Marcos is also statistically tied with presidential daughter Sara Duterte, who is yet to reveal her final plans for the presidency since she can still become a “substitute” candidate for one of the administration placeholder candidates next year.
Seizing the momentum, Bongbong Marcos, a former senator, was calling for a united front in next year’s elections, with Sara or Duterte’s preferred successor, Senator Christopher “Bong” Go, as his potential running-mate.
“We’re the only ones left on the administration side. In fact, I think all presidential candidates now have identified themselves with the opposition,” Marcos said last week, emphasizing his loyalty to the Dutertes.

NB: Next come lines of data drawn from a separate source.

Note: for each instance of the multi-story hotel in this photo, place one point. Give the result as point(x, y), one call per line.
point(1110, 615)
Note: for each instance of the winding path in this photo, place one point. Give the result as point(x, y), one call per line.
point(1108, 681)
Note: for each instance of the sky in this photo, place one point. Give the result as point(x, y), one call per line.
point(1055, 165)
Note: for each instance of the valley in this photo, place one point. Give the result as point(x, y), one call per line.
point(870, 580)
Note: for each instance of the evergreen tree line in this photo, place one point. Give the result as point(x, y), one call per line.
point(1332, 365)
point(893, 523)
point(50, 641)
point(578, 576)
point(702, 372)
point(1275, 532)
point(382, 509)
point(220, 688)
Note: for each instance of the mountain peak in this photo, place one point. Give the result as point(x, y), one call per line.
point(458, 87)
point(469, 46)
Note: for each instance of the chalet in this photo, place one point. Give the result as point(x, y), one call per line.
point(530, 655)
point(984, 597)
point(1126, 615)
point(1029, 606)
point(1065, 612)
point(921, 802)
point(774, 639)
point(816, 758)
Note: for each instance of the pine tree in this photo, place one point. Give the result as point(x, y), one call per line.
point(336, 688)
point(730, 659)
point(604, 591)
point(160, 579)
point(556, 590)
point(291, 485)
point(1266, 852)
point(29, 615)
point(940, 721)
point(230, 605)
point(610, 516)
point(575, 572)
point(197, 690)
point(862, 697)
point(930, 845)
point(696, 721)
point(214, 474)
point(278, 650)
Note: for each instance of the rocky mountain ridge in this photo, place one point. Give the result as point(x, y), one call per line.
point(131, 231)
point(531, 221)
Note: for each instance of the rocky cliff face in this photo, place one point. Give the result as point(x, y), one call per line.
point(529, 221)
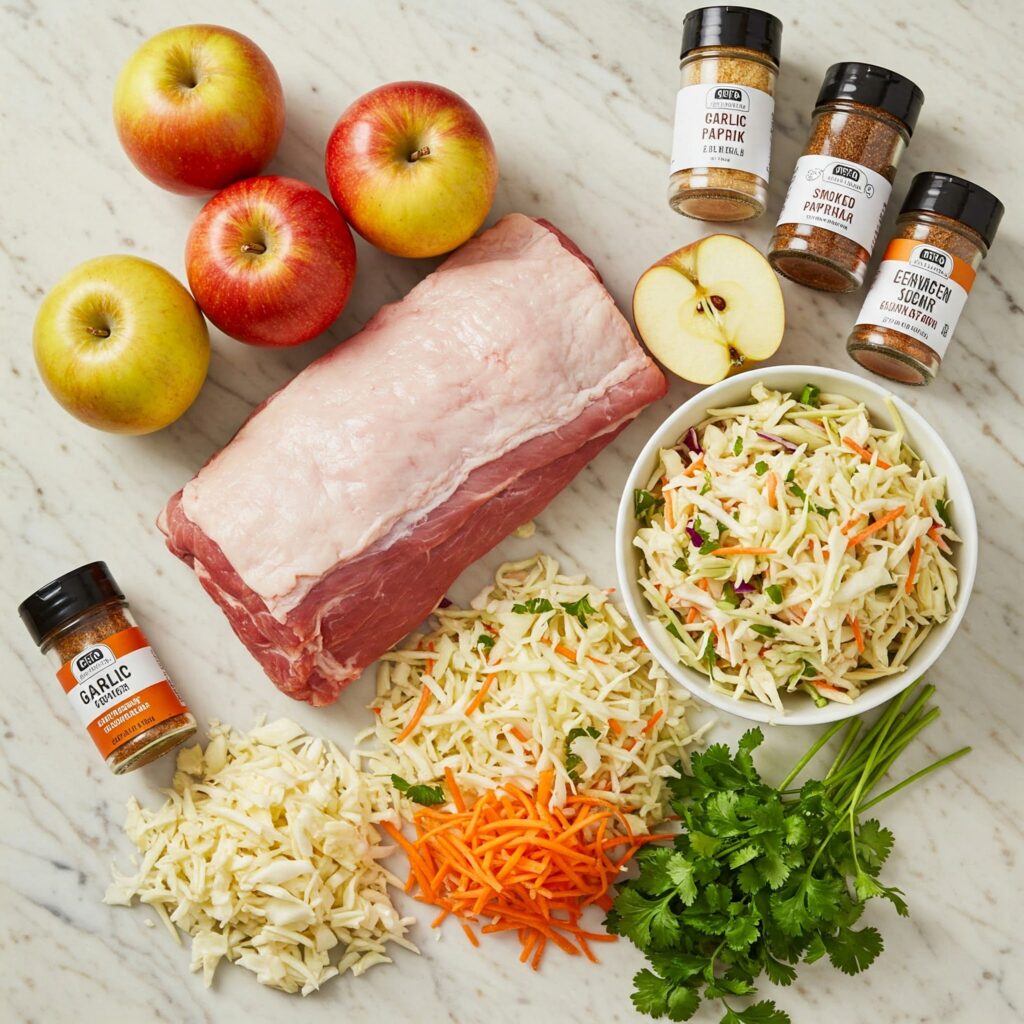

“We have always considered ourselves, myself, a Duterte supporter. That alliance has been there since the beginning of his administration and even before that,” said the sole son of the former dictator, calling on the incumbent to support his bid for the presidency.
“In politics, these alliances are supremely important. The question now is [that] now we have formed those alliances, how to strengthen them and how to use them to the maximum effect during the campaign and subsequently the election,” Marcos added, sensing a unique opportunity to seize back Malacañang after decades in the political wilderness.